For instance, when I call Apple tech support (yes, it has happened), I can usually start out with "Hi, here's my problem, I used to do Mac tech support and I've already zapped my PRAM, reset the power manager, disabled extensions, and reinstalled the system." That kills pretty much the whole script, so we can get right down to business.

You are right, though... Too many idiots calling themselves tech support these days, and their ego gets in the way when someone like Lance calls. :(
 
I had a very similar problem last winter. Did the same stuff with the flame sensor as you, still had problems so we swapped out the controller and it has worked perfectly every since. BTW the new controller kit came with a new flame sensor so that got replaced as well.

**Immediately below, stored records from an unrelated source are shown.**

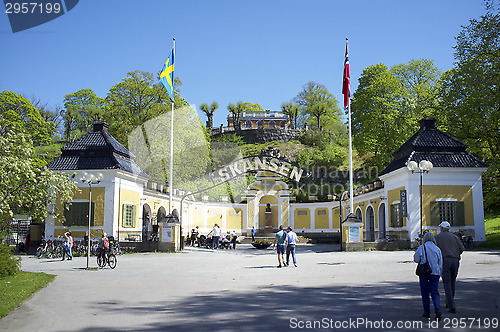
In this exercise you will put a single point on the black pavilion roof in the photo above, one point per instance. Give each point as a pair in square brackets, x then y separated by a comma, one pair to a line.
[96, 150]
[438, 147]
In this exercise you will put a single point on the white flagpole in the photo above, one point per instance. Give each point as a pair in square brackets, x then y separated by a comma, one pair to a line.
[351, 177]
[171, 165]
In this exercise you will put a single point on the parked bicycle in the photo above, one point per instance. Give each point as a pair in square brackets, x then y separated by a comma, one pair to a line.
[109, 258]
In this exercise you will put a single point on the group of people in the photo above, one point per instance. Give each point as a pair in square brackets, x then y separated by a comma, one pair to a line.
[443, 254]
[285, 241]
[219, 240]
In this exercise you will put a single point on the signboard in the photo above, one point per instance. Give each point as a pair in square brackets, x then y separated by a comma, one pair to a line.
[354, 234]
[166, 234]
[404, 205]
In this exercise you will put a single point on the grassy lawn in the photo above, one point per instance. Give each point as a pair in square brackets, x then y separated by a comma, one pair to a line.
[492, 227]
[15, 289]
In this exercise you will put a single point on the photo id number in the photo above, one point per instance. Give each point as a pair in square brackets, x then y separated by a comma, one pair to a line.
[32, 7]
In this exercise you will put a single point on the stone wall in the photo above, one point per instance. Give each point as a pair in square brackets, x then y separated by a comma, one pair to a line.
[252, 136]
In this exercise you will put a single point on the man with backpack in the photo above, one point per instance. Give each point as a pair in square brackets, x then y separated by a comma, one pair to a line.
[103, 246]
[279, 241]
[68, 245]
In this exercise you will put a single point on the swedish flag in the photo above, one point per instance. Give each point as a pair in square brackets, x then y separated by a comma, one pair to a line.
[167, 74]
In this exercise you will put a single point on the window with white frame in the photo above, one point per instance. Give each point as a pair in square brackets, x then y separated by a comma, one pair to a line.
[129, 212]
[396, 216]
[450, 210]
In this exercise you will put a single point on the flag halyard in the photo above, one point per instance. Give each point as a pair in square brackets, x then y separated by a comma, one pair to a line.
[346, 86]
[167, 75]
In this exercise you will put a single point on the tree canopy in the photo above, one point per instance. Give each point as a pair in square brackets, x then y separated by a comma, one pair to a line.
[82, 108]
[317, 103]
[19, 115]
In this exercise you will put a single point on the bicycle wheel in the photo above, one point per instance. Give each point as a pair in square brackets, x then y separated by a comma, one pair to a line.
[112, 261]
[101, 262]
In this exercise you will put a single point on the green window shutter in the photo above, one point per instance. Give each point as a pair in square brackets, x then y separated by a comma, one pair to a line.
[67, 214]
[435, 215]
[124, 213]
[459, 214]
[134, 215]
[393, 215]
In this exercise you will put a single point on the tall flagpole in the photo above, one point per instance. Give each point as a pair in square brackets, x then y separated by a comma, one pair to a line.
[346, 91]
[351, 177]
[171, 165]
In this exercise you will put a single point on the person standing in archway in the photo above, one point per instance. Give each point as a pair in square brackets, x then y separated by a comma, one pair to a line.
[215, 236]
[279, 241]
[291, 241]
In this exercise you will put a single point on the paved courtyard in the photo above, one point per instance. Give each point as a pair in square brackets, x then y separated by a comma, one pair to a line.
[205, 290]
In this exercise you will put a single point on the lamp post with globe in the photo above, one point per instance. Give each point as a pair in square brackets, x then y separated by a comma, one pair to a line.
[90, 179]
[424, 166]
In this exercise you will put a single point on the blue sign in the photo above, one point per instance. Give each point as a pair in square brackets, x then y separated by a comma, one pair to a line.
[404, 205]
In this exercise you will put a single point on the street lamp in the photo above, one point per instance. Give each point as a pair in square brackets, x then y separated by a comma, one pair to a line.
[90, 179]
[423, 167]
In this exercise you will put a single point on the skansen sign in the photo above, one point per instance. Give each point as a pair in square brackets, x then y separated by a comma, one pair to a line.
[256, 164]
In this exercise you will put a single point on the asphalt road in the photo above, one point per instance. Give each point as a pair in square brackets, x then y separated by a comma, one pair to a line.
[243, 290]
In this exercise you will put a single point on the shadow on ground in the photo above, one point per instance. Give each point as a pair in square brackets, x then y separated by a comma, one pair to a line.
[277, 308]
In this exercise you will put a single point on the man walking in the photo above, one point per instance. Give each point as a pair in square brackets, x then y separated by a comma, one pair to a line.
[68, 245]
[279, 240]
[451, 248]
[291, 241]
[215, 236]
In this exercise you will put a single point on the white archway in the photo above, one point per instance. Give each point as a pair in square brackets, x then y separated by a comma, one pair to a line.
[381, 221]
[370, 224]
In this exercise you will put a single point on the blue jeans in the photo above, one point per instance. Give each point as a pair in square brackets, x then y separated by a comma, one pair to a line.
[290, 249]
[429, 284]
[215, 242]
[449, 275]
[67, 251]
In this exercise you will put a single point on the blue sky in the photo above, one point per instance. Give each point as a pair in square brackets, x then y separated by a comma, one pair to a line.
[257, 51]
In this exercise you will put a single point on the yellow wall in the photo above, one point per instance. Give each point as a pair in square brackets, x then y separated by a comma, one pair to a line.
[394, 195]
[262, 210]
[234, 221]
[460, 193]
[196, 217]
[251, 219]
[214, 216]
[97, 199]
[128, 196]
[321, 221]
[336, 217]
[302, 220]
[285, 213]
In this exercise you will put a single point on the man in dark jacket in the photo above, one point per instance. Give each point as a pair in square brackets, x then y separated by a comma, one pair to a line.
[451, 248]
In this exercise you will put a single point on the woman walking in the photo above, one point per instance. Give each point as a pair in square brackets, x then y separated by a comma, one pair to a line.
[430, 252]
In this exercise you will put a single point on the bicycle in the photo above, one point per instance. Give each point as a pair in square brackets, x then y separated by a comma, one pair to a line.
[108, 258]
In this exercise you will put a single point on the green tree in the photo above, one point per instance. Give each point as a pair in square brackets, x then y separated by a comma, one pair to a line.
[378, 128]
[418, 79]
[470, 96]
[316, 102]
[239, 108]
[82, 108]
[209, 112]
[135, 100]
[18, 114]
[292, 110]
[30, 186]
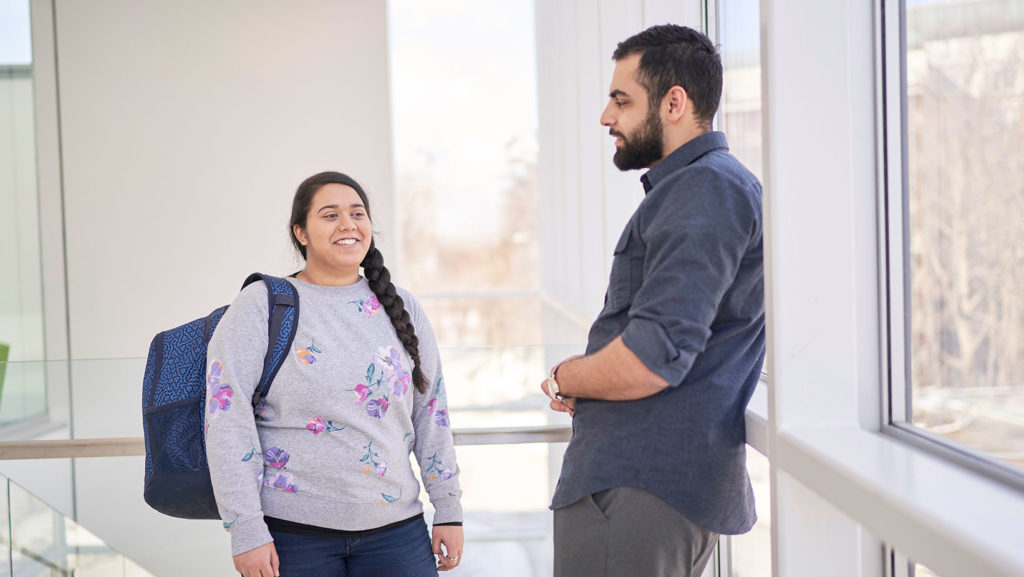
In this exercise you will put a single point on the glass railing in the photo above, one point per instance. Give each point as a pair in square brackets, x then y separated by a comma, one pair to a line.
[510, 452]
[36, 540]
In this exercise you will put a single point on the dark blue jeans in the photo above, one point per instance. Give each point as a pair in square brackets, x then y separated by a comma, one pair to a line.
[399, 551]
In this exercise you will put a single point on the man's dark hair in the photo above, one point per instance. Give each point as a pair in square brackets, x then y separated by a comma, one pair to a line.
[676, 55]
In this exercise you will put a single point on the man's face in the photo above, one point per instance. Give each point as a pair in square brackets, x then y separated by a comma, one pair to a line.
[637, 127]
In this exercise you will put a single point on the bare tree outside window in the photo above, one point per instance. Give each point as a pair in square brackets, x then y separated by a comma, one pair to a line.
[966, 162]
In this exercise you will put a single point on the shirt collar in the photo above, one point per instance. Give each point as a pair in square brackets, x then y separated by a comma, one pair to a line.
[683, 156]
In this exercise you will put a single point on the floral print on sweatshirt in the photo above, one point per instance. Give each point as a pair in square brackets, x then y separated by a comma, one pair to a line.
[385, 378]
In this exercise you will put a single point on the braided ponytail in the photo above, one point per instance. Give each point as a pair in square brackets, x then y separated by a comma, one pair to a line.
[379, 279]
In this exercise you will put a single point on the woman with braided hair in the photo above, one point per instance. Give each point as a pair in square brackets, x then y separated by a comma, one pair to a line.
[317, 481]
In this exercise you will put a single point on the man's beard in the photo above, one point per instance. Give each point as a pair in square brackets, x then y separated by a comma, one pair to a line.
[643, 148]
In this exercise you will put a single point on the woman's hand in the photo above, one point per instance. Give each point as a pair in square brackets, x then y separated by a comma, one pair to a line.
[451, 537]
[262, 562]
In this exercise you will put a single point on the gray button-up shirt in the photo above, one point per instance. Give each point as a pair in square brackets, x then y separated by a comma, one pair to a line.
[686, 294]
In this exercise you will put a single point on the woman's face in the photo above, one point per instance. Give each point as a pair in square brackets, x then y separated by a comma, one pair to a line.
[338, 231]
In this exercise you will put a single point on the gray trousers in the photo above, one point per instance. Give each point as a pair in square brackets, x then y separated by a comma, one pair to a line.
[629, 532]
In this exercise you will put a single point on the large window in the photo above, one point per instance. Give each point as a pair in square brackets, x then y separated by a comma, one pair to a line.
[964, 225]
[464, 101]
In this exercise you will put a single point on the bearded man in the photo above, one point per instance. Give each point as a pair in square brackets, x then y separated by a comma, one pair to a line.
[656, 468]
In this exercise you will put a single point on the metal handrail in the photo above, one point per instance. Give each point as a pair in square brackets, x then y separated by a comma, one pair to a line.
[135, 446]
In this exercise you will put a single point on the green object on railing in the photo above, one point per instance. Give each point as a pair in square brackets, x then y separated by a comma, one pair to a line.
[4, 351]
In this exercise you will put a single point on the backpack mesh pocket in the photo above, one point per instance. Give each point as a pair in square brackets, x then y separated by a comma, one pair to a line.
[176, 438]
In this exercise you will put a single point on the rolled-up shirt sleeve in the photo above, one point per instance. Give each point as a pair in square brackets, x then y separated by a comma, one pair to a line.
[693, 240]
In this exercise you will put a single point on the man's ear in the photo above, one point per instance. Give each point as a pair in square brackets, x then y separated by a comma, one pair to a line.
[676, 104]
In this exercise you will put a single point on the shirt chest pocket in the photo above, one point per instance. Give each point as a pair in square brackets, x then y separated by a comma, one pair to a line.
[627, 272]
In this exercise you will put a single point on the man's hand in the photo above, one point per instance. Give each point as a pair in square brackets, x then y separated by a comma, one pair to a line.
[452, 538]
[261, 562]
[566, 405]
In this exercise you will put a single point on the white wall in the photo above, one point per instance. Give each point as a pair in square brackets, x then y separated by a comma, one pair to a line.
[181, 131]
[20, 291]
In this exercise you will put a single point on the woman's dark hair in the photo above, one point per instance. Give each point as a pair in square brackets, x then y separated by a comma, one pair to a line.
[373, 264]
[677, 55]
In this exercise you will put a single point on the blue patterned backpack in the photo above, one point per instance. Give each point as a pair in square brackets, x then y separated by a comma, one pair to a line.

That's probably going to be my final solution. I got a new flame sensor today and it didn't make any difference, although the thing has been working since I took the controller apart to see if anything was obviously wrong there. I hate to put that much money into it since I plan to replace it in a year or so, but I suppose it'll be worth it so I don't have to get a new one right now. This will be the second replacement controller for this furnace, the last one quit sparking a few years ago.
 
Tech support SHOULD love people like Lance. IMHO, they don't. Most tech support people have to read the script and walk you through the script, step by excrutiating step.

I had SBC Internet group tell me one time "we cannot help you at all" because I had a BSD Unix machine on the circuit rather than Windows-only. Their router (RBACK3) was messed up - it finally took getting the local sup involved by pulling some strings from work.

Actually it's kinda frustrating when you just want an answer to a specific question and "tech support" can't go off script. It doesn't help my emotional state when it becomes obvious that I know more about the stupid product than the support person either.